On la pensait vieillotte et dépassée, remisée au placard car trop traditionnelle et décorative, mais depuis une douzaine d’années la tapisserie revient en force sur la scène artistique. Elle est à n’en pas douter la vedette de cette rentrée culturelle, où elle se révèle sous toutes ses formes et dans tous ses états, résolument inclassable, à travers pléthore d’expositions.
Il y a les paysages sublimes tissés par Otobong Nkanga au musée d’Art moderne de Paris, les sculptures textiles de Magdalena Abakanowicz pour une première rétrospective au musée Bourdelle, les folies de laine et de coton signées Sheila Hicks mises en regard des pièces textiles précolombiennes du musée du quai Branly qui l’ont tant inspirée, l’installation lumineuse faite de fils de cuivre imaginée par Lygia Pape, acmé du parcours sur l’art minimal à la Bourse de Commerce, la grande tenture d’Olga de Amaral au cœur des nouveaux espaces de la fondation Cartier à Louvre-Rivoli…
Une valeur sûre du marché de l’art
La tapisserie était déjà de la partie pour la réouverture du Grand Palais, en juin dernier, qui déployait dans ses vastes espaces seize pièces dessinées par des artistes danois et tissées par les artisans du Mobilier national, temple des métiers d’art – une proposition qui aurait été impensable pour un tel événement il y a encore quelques années.

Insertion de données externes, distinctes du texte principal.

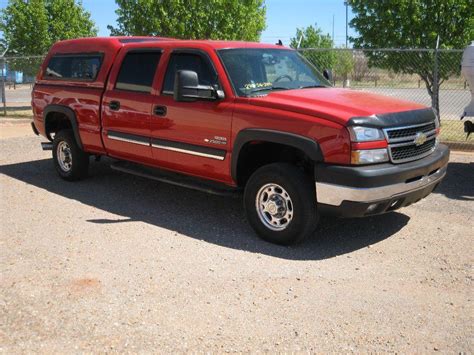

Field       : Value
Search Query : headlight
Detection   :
[351,148,388,165]
[347,126,385,142]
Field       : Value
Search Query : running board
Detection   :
[41,142,53,150]
[110,161,241,196]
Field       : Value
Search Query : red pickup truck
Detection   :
[32,37,449,244]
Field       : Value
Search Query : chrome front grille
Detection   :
[384,121,437,163]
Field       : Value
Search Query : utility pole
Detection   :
[332,14,336,48]
[0,46,8,116]
[344,0,349,48]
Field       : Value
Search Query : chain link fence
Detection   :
[299,48,474,150]
[0,48,474,150]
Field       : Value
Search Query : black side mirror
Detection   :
[173,70,224,102]
[323,69,332,83]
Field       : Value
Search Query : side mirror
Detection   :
[323,69,332,83]
[173,70,224,102]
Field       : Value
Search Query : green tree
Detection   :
[0,0,97,75]
[107,0,266,41]
[349,0,474,112]
[334,48,354,87]
[290,24,336,70]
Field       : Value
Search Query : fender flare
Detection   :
[43,105,83,149]
[231,128,324,181]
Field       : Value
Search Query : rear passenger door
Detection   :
[102,49,161,163]
[151,49,233,182]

Nouvelle valeur sûre du marché de l’art, la tapisserie a brillé par sa présence à Londres lors des foires 1–54 et Frieze (avec une immense pièce inédite signée Otobong Nkanga et des fragments psychédéliques tout droit sortis de l’esprit délirant de Grayson Perry), à Paris durant la semaine Art Basel au Grand Palais et dans ses manifestations off (pour le salon Private Choice, rien que la galerie In Situ – Fabienne Leclerc présentait des pièces signées Renaud Auguste-Dormeuil ou Joana Hadjithomas & Khalil Joreige), après une année des plus fastes où ses éminentes représentantes que sont Sheila Hicks et Olga de Amaral ont battu des records de vente. Même tendance lors de la foire Art Paris 2024 portée par la thématique « Art & Craft ».

Grayson Perry, The Adoration of the Cage Fighters, 2012
tapisserie en laine, coton, acrylique, polyester et soie, • 200 × 400 cm • © Bond Photography / Alamy via Hemis
On attend avec impatience de découvrir ce qu’Hélène Delprat a imaginé comme suite à la tapisserie de Bayeux, dont la scène manquante devrait trouver un heureux dénouement lors de la tombée de métier prévue par les ateliers des Gobelins.
Comme sa cousine la céramique, la tapisserie suscite un engouement généralisé sur le marché. Elle a aussi raflé quelques-unes des plus importantes commandes publiques : les artistes Miquel Barceló et Michael Armitage se sont ainsi vu confier les cartons des sept tapisseries destinées aux chapelles de Notre-Dame de Paris, réalisées sous autorité du Mobilier national par les manufactures nationales des Gobelins et de Beauvais ainsi que l’atelier privé d’Aubusson, les trois principales maisons dans le domaine.